First let me say this: I strongly advise against blindly deleting duplicate files. Done incorrectly, you can quickly render your computer unbootable.
Duplicate files happen for a number of reasons, and surprisingly, what you and I do isn’t at the top of the list of the most common causes.
Become a Patron of Ask Leo! and go ad-free!
As I mentioned in a previous article, it’s not at all uncommon to have multiple copies – often identical copies – of files that are used by the software installed on your machine.
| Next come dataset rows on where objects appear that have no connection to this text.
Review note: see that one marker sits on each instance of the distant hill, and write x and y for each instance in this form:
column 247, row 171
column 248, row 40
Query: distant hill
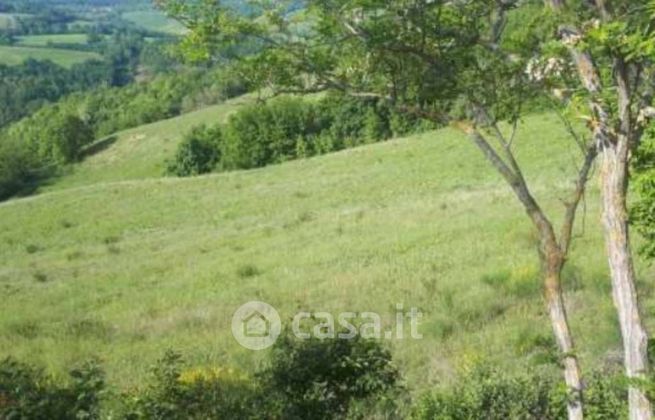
column 117, row 262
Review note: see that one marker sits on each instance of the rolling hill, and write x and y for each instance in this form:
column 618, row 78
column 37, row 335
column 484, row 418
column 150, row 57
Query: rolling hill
column 13, row 55
column 115, row 262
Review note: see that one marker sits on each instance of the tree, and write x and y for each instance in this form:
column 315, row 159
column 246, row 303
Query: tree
column 450, row 62
column 612, row 46
column 643, row 212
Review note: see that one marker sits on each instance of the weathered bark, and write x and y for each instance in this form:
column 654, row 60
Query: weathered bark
column 615, row 222
column 553, row 263
column 551, row 253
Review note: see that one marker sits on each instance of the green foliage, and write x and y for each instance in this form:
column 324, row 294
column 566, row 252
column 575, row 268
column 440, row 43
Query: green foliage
column 27, row 392
column 289, row 128
column 199, row 152
column 318, row 379
column 323, row 379
column 487, row 393
column 643, row 211
column 58, row 134
column 55, row 135
column 174, row 393
column 263, row 134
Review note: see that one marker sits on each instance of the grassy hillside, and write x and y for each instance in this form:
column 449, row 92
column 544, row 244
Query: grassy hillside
column 141, row 152
column 115, row 265
column 154, row 20
column 44, row 40
column 8, row 20
column 12, row 55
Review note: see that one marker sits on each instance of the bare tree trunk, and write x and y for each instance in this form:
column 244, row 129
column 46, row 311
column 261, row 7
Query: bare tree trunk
column 559, row 321
column 614, row 176
column 552, row 255
column 553, row 261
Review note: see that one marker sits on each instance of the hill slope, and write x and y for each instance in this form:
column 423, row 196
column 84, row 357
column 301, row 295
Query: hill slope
column 124, row 270
column 141, row 152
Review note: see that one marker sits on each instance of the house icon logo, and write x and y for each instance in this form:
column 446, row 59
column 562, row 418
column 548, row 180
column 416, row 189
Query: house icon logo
column 256, row 325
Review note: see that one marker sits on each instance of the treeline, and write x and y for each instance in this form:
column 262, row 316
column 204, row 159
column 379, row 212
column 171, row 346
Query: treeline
column 38, row 146
column 351, row 379
column 287, row 129
column 126, row 57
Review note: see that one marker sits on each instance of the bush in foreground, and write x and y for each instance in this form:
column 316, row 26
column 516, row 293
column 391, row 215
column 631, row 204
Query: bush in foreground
column 28, row 393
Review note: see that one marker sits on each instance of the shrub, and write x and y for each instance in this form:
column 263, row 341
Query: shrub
column 259, row 135
column 643, row 211
column 28, row 393
column 325, row 379
column 175, row 394
column 199, row 153
column 291, row 128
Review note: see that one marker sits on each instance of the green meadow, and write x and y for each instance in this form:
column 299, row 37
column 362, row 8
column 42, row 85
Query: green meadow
column 45, row 40
column 13, row 55
column 156, row 21
column 113, row 261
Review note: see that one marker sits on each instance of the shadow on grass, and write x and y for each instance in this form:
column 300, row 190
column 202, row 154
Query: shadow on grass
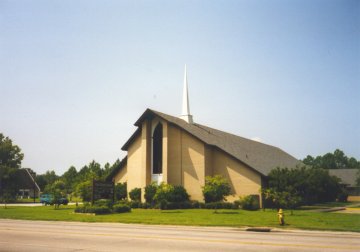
column 171, row 211
column 62, row 208
column 221, row 212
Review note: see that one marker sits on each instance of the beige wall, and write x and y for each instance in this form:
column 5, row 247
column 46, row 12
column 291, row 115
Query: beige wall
column 135, row 173
column 243, row 180
column 186, row 162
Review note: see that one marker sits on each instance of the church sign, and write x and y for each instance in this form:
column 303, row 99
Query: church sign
column 102, row 190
This happens quite legitimately for a variety of reasons, which mostly boil down to programs not wanting to put themselves at risk due to the bad behaviors of other programs.
For example, program “A” installs a copy of a library of shared code. If program “B” also uses this exact same library, there are two approaches that could be taken:
The problem with the first approach is that program “A” could be uninstalled, or updated, and somehow change or remove the shared library. The net result is that program “B” could be broken.
As a result, most programs now carry and install their own copy of many libraries and support files, so as to remain in control of their own destiny.
Duplicate files on your hard drive result.
Windows protects you
Another common source of duplicate files on your computer is Windows itself. Many of the files that make up Windows have duplicate copies.
- System File Protection is a technology that monitors system files for unexpected changes, often due to malware. When such changes are detected, the files are restored from duplicate copies.1
- In older versions of Windows, the original installation source was duplicated in a folder called “I386”. While that’s no longer the case with recent Windows versions (a hidden partition is now more commonly used), manufacturers and others still occasionally keep a duplicate copy of the operating system installation media on the hard disk.
- If you’ve updated Windows and have a Windows.old folder, the previous operating sytem copy will be there. These are sometimes considered duplicate files – at least in name – though there are often many files that actually don’t change from version to version and may qualify as true identical duplicates.
Applications do it too
I did a quick duplicate file scan on one of my Windows 8 machines, and found duplicates for an assortment of additional reasons:
- I have multiple versions of some programs installed. Not all files changed between versions. This is often due to things like sample or other support files that simply don’t need to change version-to-version.
- Some applications update themselves by saving the previous version of the file being updated. That can often show up as a duplicate, depending on the type of duplicate search run.
- Some applications are organized such that their various sub-components include duplicate files.
- The system I use to keep track of all the files that make up my websites, videos, and more2 maintains a duplicate copy of every file under its control so that it can quickly detect changes locally.
The list goes on.
The takeaway here is simply that many applications install, manage, or maintain duplicate files for a variety of what turn out to be legitimate reasons.
Duplicate files my scan didn’t find
I didn’t find any files that were duplicate due to my own actions.
That kind of surprised me, but not terribly much. You and I are typically pretty good at managing the files we control.
As the questioner said, when saving a file in a program like a word processor, the original is overwritten, and no true duplicate would result. The same is true for most files we manage.
One big and easy exception that does come to mind is downloading the same file twice. We’ve all done it, and the result is two copies of the same file in our Downloads folder with the same base name, possibly followed by a number in parentheses.
Unless you really know what you’re doing, don’t. It’s simply not worth the risk.
As we’ve seen, there are many legitimate reasons for duplicate files. Deleting those duplicate files at best will cause an application or two to misbehave, and at worst will delete a critical file out from underneath Windows itself, rendering it unbootable.
If you must delete duplicates, limit yourself to those files you are 100% certain you recognize. For example, if you’ve been managing photographs or music on your PC, and suspect that as part of that you have lots of duplicates, then a duplicate file scan might be in order.
Even then, I’d still think twice about turning over control to that program to perform the deletion. I’d be more tempted to use the information gleaned from the scan to guide my own, more deliberate, manual actions.